Given what we know about the salary cap and the way NBA trades go down, any scenario that nets Cousins for the Celtics would be immensely complicated. Let’s explore the reasons why:
Money and Value
In order to make any trade work in the NBA, the players’ salaries have to roughly match. There are certain exceptions to this rule along with other methods of acquiring players where this is not the case but in order for a straight Celtics-Kings player swap, it has to work this way. This season, Cousins is being underpaid to the tune of $3,880,800. The Celtics do not have a single player outside of Avery Bradley that comes close to making that little money for the impact he has while on the court. Even then, Bradley’s salary is a little less than half of what Cousins is set to make this season, so the Celtics would need to add some filler in any straight up Bradley for Cousins swap. To make matters worse, the Celtics have very little filler. They could offer Bradley, Jared Sullinger, and roster scrap for Cousins and it could work, theoretically. This now brings us to the value side of the proposition. The Celtics would be trading two key rotation players for one assumed starter. Again, this works from a theoretical standpoint, but that is before you factor in the players’ potential. Both Bradley and Sullinger have steadily increased the value of their perceived potential by they way they’ve played this season. If the Celtics trade away both players and only get Cousins, they’re getting a raw deal.
I don’t believe the Celtics would mortgage their future just on the off chance that Cousins becomes a superstar down the road and big time contributor in the present. For better or worse, the C’s are firmly entrenched in win-now mode which makes trading two rotation players for one a non-starter (I hope). When this situation presents itself, usually the opposite team has a high paid veteran(s) that will likely still be on the books for big money when their usefulness has run out. Absorbing a player like this would help the Celtics maintain their win-now approach without sacrificing a rotation player for this season. For example, the Kings could also add in John Salmons in any trade centered around a swap of Cousins and Bradley. Including Salmons would rid the Kings of their highest paid player and the Celtics would have another player to replace Bradley. This would work if Salmons actually had a bad contract. The Kings swingman takes home $8,083,000 this season, $7,583,000 next season, and is non-guaranteed in 2013-2014. So, while he’s the highest paid player on the Kings’ roster this season and his contract will likely outlast his usefulness, his contract is far from bad. If the Kings keep him on the roster for one more year and cut him, they’re only overpaying a guy for one year and that is hardly incentive to get him off the books. To, again, make matters worse in the effort to acquire Cousins, any player the Celtics offer in return has a worse contract. I doubt the Kings are overly high on Jeff Green, Courtney Lee, or Brandon Bass, which would have to be the reality if the C’s were to get Salmons or any other King for that matter.
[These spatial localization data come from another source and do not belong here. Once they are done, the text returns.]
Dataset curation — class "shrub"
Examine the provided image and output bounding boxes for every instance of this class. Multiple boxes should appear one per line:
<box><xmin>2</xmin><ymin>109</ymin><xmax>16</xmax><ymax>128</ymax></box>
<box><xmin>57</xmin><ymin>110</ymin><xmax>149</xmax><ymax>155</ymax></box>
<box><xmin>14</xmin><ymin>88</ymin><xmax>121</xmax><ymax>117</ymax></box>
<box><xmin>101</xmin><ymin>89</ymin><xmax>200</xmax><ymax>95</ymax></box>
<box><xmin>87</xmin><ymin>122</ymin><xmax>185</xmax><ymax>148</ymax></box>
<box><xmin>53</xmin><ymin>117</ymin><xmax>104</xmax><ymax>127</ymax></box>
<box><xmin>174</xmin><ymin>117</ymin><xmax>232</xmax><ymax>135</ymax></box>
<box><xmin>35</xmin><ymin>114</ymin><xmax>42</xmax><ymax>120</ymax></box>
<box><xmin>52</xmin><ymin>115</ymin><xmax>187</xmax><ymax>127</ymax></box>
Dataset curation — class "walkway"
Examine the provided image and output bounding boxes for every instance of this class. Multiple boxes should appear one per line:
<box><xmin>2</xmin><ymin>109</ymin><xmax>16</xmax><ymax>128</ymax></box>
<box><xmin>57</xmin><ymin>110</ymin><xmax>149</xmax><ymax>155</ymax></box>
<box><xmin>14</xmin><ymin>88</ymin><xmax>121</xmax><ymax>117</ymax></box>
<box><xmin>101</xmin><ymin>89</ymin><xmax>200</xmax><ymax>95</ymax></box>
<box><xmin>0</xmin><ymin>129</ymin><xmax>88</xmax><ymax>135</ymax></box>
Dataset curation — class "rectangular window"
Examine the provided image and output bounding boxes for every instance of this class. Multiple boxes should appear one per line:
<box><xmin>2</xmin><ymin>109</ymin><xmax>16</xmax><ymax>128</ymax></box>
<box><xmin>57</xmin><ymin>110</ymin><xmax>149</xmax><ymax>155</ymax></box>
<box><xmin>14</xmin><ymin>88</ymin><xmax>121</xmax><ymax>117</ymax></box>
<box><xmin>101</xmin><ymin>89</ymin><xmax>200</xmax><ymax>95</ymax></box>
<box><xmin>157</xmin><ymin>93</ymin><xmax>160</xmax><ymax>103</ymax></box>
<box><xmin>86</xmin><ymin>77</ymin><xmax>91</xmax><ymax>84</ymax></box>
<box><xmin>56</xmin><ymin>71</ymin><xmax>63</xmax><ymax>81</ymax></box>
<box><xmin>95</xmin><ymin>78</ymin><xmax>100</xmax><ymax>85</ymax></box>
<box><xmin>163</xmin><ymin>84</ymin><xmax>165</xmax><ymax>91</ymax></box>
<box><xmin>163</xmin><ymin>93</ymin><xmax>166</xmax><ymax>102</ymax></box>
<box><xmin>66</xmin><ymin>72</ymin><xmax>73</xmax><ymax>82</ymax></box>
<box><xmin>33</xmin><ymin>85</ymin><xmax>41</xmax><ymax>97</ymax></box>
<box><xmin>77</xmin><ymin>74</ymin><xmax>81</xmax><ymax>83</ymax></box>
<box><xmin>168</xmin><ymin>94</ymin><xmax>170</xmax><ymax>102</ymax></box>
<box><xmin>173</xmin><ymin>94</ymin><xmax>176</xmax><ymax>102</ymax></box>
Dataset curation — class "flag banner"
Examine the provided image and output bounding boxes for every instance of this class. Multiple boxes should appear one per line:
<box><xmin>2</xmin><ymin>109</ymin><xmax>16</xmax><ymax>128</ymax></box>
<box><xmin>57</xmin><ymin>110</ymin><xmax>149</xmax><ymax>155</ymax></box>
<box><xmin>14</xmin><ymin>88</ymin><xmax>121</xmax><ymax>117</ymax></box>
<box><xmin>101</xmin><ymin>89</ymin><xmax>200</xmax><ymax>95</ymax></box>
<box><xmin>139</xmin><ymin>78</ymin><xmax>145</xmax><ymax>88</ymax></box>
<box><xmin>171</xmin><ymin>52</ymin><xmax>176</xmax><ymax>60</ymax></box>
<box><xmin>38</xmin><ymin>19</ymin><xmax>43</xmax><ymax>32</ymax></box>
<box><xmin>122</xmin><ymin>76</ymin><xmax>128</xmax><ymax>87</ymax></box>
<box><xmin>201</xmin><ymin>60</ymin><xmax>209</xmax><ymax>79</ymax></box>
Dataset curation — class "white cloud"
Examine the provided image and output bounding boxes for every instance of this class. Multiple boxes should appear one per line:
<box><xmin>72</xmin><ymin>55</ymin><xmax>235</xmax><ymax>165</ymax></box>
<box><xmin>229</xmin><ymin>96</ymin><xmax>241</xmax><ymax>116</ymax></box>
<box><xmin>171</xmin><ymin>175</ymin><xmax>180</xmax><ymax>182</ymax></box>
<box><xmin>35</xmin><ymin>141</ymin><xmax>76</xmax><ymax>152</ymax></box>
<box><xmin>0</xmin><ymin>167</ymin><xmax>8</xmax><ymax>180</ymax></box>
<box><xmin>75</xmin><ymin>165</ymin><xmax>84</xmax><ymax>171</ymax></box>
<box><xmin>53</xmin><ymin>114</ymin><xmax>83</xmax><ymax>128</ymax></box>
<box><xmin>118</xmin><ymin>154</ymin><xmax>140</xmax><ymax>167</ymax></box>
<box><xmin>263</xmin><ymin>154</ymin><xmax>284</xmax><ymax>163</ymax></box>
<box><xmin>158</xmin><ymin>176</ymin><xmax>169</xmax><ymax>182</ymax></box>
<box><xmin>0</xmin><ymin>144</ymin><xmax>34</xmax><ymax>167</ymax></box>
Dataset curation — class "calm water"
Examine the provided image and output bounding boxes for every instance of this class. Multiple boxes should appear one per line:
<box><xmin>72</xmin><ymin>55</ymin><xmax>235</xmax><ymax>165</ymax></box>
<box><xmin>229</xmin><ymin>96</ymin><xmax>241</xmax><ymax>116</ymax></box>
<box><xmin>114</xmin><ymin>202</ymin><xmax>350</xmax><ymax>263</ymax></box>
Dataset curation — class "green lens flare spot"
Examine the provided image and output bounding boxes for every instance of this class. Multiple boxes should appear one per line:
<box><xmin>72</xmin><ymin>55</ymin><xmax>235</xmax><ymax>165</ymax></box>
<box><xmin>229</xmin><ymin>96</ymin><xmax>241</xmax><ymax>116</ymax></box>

The only way I could see Cousins coming to Boston this season is by involving a third team which almost always complicates things. Adding a third team also only serves to increase a team’s options which means the Celtics would still have to satisfy the aforementioned criteria (money and value, win now) in order for it to be a good trade.
If I were running the Celtics, I would keep several players locked behind a “break in case of netting a young superstar” glass barrier. These include Rajon Rondo, Kevin Garnett, Paul Pierce, Avery Bradley, and Jared Sullinger. DeMarcus Cousins just isn’t a young superstar. He’s a young, talented kid oozing with potential. Unfortunately, he’s also a malcontent, pouter, and, by all reports, a complete headcase. Mortgaging your future to bank on this kid is a scary proposition that I just don’t see happening.
Could the Celtics work some sort of cap magic to acquire Cousins? Probably, but I just can’t figure out how and why they would.